In this presentation we would like to present a new machine learning algorithm, Random Ferns, and the way it went from an initial publication in a scholarly paper to a fully functional and reusable Spark implementation released via Spark Packages. First of all, we shall demonstrate the algorithm itself along its initial implementation in R. We will present its strengths and weaknesses. It will be compared with well known Random Forest in terms of both correctness and training efficiency. Basing on that, some pieces of advice will be given on when the algorithm should be used. After that, the implementation part will be covered. The process of porting an R package to a Spark library will be described. Special emphasis will be placed upon the scalability issues that had to be resolved to enable the code to work effectively in distributed environment. We will also present the datasets we have used to evaluate our solution and the results we were able to achieve. Finally, the issues related to reusability and publication will be discussed, i.e. API design, submission to Spark packages, etc. We will also show how the library can be used in custom projects.
A Data Scientist with almost 5 year experience in Apache Hadoop ecosystem, mainly interested in large-scale research analytics. Developing code in Java, Apache Pig and Scala, occasionally in Python, focusing on applications of scalable machine learning techniques. Former lecturer at Polish Academy of Sciences (“Web-Scale Data Mining and Processing” e-learning course).

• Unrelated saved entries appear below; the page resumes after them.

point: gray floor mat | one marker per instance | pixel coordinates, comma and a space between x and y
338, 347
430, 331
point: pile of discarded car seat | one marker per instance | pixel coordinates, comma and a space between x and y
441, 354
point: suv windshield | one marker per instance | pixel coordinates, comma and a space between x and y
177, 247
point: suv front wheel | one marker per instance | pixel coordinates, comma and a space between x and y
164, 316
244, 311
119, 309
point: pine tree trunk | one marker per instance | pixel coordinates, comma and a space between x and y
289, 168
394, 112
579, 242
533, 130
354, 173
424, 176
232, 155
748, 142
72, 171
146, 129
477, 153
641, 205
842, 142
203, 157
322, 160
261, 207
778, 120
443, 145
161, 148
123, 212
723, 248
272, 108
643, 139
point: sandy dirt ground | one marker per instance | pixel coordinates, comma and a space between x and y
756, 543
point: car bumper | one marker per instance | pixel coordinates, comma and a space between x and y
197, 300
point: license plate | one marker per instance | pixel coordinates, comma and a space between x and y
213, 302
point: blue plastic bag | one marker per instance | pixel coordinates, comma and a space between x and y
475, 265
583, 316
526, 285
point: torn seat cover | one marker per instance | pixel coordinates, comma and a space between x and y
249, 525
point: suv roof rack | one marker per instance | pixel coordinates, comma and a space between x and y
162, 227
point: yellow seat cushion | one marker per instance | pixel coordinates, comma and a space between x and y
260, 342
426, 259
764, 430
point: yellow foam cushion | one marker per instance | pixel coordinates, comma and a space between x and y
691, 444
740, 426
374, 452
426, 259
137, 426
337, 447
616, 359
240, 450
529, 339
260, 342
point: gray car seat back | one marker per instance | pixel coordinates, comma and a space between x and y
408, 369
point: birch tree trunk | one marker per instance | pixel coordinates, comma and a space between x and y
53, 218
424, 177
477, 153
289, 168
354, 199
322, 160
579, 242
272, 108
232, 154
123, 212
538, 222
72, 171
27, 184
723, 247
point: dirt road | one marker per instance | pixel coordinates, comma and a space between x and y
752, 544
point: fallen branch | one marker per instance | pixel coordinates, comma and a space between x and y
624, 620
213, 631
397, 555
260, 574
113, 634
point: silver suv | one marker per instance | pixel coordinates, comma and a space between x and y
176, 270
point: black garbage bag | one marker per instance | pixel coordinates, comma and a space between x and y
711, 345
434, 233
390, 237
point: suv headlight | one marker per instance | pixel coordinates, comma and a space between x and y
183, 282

A Data Scientist from the University of Warsaw who loves binding research and great engineering craftsmanship. Specialises in scalable text and data mining with a focus on entity matching. Before joining the university, got a taste of big data at Microsoft and True Knowledge (now Amazon subsidiary). Currently uses Spark and R to predict how much milk would a cow give on a particular day basing on historical records. Enjoys snowboarding, loves Latin phrases.